Collectively, our findings illustrate two distinct pathways through which these attenuated strains influence bacterial virulence (Fig. 9). These insights may facilitate the identification of potential targets and strategies for future vaccine development against K. pneumoniae infections.
K. pneumoniae mutants (ΔcopA, ΔcueO ΔcopA) exhibit decreased capsule formation and biofilm production, and are more readily phagocytosed by macrophages. Upon phagocytosis, the mutants (ΔcopA, ΔcueO ΔcopA, ΔcueO ΔcusRS) are internalized into phagosomes, where activated NADPH oxidase produces superoxide, which is subsequently converted into hydrogen peroxide (H₂O₂) to mediate initial bacterial killing. Subsequently, fusion of the phagosomes with lysosomes forms phagolysosomes, in which accumulated H₂O₂, together with locally enriched copper and antimicrobial peptides, enhances oxidative stress and bacterial killing. Mitochondria recruited to the vicinity further contribute to H₂O₂ production in the cytoplasm. These combined effects render the mutants more susceptible to macrophage-mediated clearance, leading to attenuated virulence. Immunization of mice with these attenuated mutants significantly increases survival upon subsequent challenge with wild-type K. pneumoniae. These findings suggest that copper homeostasis of K. pneumoniae may represent a potential vaccine target for the development of innovative strategies against K. pneumoniae infection. Created in BioRender. Han, M. (2025) https://BioRender.com/g0oaltc.
Discussion
Copper exerts bactericidal effects against K pneumoniae51. Upon microbial invasion, the host immune system elevates local copper concentrations, inducing copper toxicity against pathogens52. Copper concentrations vary significantly across host tissues. Notably, the liver generally exhibits higher baseline copper levels due to its roles in metal metabolism and immunity8. In contrast, copper levels in the bloodstream and lungs are typically lower but may rise locally during infection as part of the host’s nutritional immunity8,53. These organ-specific variations in copper availability likely influence how bacterial copper homeostasis systems contribute to virulence in different tissue niches. Therefore, copper homeostasis could represent a general virulence mechanism enabling bacterial resistance to host defenses. Our analysis across various serotypes and STs of K. pneumoniae revealed that copper homeostasis-associated proteins are highly conserved within this pathogen. In the clinical ST258 strain background, mutants in copper homeostasis also exhibited reduced copper tolerance and decreased bacterial loads at 12 h post-infection. These findings further support the functional conservation of copper homeostasis in K. pneumoniae.
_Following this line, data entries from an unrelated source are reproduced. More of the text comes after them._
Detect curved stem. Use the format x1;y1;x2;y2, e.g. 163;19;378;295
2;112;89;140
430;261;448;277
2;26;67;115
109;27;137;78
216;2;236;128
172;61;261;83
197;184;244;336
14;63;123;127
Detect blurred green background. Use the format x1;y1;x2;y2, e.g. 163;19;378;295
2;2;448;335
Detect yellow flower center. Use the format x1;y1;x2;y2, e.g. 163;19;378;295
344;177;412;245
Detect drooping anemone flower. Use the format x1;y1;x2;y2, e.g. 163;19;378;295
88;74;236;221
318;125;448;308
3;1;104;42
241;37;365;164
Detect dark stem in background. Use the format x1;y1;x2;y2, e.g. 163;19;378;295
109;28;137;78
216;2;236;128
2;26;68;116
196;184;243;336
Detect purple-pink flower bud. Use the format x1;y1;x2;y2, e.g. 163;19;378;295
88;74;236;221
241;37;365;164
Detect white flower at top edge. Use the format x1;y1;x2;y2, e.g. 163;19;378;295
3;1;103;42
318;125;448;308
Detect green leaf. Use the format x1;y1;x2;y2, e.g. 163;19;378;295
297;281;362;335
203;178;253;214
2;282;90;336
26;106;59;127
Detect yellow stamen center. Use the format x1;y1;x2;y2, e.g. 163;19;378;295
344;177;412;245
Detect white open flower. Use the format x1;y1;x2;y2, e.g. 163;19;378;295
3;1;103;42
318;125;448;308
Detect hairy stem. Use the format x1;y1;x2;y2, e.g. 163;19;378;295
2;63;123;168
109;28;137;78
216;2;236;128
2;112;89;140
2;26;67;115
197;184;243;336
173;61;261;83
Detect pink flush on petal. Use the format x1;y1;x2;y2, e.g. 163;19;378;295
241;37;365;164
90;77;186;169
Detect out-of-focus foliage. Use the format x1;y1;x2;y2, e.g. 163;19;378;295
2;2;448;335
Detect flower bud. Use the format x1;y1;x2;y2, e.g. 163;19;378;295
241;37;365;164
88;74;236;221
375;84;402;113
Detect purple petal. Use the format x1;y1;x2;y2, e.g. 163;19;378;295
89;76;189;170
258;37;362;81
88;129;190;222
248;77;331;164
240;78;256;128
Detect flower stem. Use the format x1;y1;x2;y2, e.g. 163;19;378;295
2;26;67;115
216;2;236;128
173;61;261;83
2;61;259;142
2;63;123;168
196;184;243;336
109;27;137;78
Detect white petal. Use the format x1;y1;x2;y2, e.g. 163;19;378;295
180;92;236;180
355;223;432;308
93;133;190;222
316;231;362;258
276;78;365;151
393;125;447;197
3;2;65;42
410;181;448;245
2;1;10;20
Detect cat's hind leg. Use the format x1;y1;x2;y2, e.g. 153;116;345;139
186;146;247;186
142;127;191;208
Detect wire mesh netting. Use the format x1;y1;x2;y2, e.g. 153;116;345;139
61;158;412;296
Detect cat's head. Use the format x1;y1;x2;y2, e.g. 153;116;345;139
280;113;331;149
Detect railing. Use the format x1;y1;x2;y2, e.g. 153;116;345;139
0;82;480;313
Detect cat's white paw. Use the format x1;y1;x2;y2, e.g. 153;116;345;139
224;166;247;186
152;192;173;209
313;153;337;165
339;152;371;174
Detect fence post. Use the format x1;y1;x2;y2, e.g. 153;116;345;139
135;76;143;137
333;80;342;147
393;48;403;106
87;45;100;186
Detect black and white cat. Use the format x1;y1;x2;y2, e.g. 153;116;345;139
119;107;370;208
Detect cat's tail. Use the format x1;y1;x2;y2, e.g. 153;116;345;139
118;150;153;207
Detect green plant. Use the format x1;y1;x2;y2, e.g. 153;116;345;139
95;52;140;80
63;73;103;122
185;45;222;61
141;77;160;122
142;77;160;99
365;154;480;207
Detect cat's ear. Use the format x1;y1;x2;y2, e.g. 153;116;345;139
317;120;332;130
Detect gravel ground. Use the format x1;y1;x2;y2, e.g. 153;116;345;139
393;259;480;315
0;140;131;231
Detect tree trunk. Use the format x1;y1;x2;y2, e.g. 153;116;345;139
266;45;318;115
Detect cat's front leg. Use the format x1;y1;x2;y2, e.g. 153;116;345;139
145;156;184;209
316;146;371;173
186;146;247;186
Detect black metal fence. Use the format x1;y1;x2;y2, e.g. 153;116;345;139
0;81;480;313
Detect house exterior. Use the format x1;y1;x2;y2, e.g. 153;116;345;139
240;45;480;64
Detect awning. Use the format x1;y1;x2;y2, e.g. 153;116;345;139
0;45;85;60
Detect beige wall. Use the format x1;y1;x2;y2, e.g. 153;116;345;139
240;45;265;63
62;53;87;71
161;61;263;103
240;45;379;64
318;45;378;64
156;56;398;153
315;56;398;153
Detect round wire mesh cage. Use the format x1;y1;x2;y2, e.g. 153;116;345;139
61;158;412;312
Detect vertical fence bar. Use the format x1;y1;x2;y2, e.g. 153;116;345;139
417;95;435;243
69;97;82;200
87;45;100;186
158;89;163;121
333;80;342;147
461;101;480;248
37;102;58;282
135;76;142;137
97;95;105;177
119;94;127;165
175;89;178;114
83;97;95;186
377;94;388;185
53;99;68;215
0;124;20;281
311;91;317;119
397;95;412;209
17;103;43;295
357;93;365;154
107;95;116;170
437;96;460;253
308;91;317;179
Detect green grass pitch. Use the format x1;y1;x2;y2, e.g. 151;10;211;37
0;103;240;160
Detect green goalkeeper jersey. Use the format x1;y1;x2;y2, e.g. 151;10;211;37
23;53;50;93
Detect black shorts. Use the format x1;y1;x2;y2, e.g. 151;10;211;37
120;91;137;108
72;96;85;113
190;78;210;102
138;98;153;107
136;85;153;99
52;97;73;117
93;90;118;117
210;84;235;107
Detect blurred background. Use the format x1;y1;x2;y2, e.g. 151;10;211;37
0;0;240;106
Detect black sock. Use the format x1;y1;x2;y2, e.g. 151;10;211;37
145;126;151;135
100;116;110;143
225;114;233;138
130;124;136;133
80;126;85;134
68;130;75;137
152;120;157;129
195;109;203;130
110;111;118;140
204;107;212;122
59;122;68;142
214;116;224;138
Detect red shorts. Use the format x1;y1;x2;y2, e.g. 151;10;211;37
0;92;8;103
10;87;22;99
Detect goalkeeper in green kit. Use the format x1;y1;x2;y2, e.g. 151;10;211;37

Under aerobic conditions, similar to previous findings in E. coli21, the Cue system is the primary copper tolerance mechanism in K. pneumoniae. Additionally, contrary to reports in E. coli21, deletion of the Cus system did not affect copper sensitivity in K. pneumoniae under anaerobic conditions. Moreover, upon copper stress exposure, K. pneumoniae adapts by elevating cueO transcription54. As a multicopper oxidase, cueO strictly depends on oxygen to oxidize Cu+ to Cu2+ in the bacterial periplasm, thus mitigating copper toxicity19. Accordingly, we observed significantly higher ROS fluorescence in ΔcueO mutants compared to wild type under copper stress. However, ROS intensity in the ΔcopA mutant was similar to the wild type, possibly because copA, as an ATPase, functions independently of oxygen18. In addition, we observed a marked increase in ROS fluorescence intensity in the ΔcueR and ΔcueO ΔcueR mutants, which may be attributed to the regulatory role of cueR in controlling cueO expression15. Furthermore, the ΔcusCFBA mutants accumulated more intracellular copper than wild-type bacteria, but cusCFBA deletion did not affect oxidative stress sensitivity or copper resistance. These findings further suggest that increased copper sensitivity in mutants may arise from a combination of elevated intracellular copper accumulation and enhanced oxidative stress induced by copper exposure.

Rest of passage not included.